The highly endangered Antillean iguana (Iguana delicatissima) have been successfully breeding and one of the eggs hatched in Rotterdam Zoo, The Netherlands. A memorable moment for the international breeding program in which Rotterdam Zoo plays an important role. On May 15, 2018, four juvenile Antillean iguanas came to Rotterdam from St. Eustatius: two females and two males. By way of exception, the four Antillean iguanas were allowed to fly with the Dutch Prime Minister Mark Rutte in the government plane after his visit to the Dutch Caribbean. And now, more than two years later, the first young has been born.

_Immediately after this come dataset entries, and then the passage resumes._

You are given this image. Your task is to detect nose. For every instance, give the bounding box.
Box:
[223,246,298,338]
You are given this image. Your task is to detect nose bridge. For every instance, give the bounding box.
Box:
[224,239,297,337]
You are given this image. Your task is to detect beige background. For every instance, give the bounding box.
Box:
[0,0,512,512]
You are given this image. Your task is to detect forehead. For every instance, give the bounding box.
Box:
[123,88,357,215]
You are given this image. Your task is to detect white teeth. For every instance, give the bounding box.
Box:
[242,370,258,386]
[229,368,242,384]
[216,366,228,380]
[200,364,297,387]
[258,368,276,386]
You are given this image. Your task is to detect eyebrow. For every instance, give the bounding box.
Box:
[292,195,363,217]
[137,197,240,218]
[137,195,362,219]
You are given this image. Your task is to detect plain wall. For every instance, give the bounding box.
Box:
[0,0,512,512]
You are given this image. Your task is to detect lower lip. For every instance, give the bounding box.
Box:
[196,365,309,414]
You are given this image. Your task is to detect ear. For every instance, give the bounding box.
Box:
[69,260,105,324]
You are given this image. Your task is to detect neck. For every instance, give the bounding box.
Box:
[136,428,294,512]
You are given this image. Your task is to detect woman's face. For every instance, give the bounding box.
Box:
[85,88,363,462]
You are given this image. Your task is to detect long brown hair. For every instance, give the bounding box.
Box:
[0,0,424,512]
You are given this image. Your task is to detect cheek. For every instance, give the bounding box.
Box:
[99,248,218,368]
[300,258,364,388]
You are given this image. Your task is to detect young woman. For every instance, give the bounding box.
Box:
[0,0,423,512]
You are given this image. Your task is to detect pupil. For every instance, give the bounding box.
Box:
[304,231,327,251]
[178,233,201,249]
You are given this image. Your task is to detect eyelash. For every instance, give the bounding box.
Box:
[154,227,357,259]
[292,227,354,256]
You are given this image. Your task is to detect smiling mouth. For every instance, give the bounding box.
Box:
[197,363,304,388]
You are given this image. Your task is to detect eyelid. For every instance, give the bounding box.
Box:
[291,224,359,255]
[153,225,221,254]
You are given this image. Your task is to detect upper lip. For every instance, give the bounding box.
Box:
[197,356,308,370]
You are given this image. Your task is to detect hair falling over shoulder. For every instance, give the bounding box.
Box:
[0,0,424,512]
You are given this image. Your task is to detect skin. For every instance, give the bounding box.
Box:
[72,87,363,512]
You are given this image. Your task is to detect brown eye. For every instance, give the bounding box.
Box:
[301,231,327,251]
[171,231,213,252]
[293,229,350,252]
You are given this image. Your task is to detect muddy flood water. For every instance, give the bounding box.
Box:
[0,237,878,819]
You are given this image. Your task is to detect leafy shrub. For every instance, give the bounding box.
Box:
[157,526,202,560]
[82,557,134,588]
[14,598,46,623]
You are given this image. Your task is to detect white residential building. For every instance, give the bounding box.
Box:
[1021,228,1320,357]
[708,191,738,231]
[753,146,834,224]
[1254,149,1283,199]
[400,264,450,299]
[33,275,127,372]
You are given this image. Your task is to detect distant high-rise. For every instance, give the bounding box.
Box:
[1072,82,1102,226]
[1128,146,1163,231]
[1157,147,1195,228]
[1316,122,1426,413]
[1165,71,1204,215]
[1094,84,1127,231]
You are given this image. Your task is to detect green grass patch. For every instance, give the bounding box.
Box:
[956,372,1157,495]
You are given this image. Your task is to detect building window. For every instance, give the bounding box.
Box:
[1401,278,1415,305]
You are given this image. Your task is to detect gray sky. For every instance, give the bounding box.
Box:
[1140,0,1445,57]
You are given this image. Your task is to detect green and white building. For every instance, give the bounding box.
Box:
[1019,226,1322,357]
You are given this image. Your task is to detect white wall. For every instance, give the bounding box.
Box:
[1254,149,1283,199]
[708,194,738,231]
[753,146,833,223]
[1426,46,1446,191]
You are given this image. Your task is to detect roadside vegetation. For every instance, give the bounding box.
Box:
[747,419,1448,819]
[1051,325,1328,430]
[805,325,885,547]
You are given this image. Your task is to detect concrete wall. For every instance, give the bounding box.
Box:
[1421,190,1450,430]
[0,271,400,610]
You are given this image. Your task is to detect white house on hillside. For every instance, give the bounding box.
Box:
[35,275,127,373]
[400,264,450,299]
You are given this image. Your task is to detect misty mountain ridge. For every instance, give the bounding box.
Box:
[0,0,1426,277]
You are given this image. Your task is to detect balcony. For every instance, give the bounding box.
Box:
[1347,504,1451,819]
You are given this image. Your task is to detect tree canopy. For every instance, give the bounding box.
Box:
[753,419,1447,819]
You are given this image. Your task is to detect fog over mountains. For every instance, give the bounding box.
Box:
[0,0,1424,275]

Birth: a first for Rotterdam Zoo
The reptile keepers saw the mother busy digging in the earth in May this year. That is usually the sign she is going to lay eggs, and indeed, she did. As a precaution, the keepers placed the eggs in the incubator. After 98 days incubated at the right temperature and humidity, one of the eggs started to move. First the head came out. The next day the little iguana was completely hatched.
He was weighed and measured. Including the tail, the little iguana was 24.5 centimeters at birth. The body itself was 7.7 centimeters. It is now still light green in color and will get darker over the years. For now, the youngster, whose gender is not yet known, remains safely in a secluded area behind the scenes. The parent animals can be admired in the Nature Conservation Center in the Oceanium.
In danger of extinction
Within the Dutch Caribbean, the Antillean iguana is now only found on St. Eustatius. The causes of extinction are multifaceted, including habitat degradation, road casualties and threats from dogs, cats and goats. But the main cause of extinction is the displacement by and hybridization with the common, well-known green iguana. It does not naturally occur on St. Eustatius but was somehow brought to the Island. It is more robust and thus a formidable opponent of the native species. Hurricanes Irma and Maria in autumn 2017 also hit the small population of up to 600 iguanas hard by destroying much of their natural habitat.
The IUCN, the world’s largest conservation organization, drew up an action plan in 2014 to save this species from extinction. Because Rotterdam Zoo has a lot of experience and expertise in breeding reptiles, it volunteered to take on breeding with these animals. The total project is conducted in close collaboration with other nature conservation organizations: STENAPA, the manager of the National Park on St. Eustatius, RAVON, the knowledge organization of reptiles, amphibians and fish in the Netherlands and the Durrell Wildlife Conservation Trust.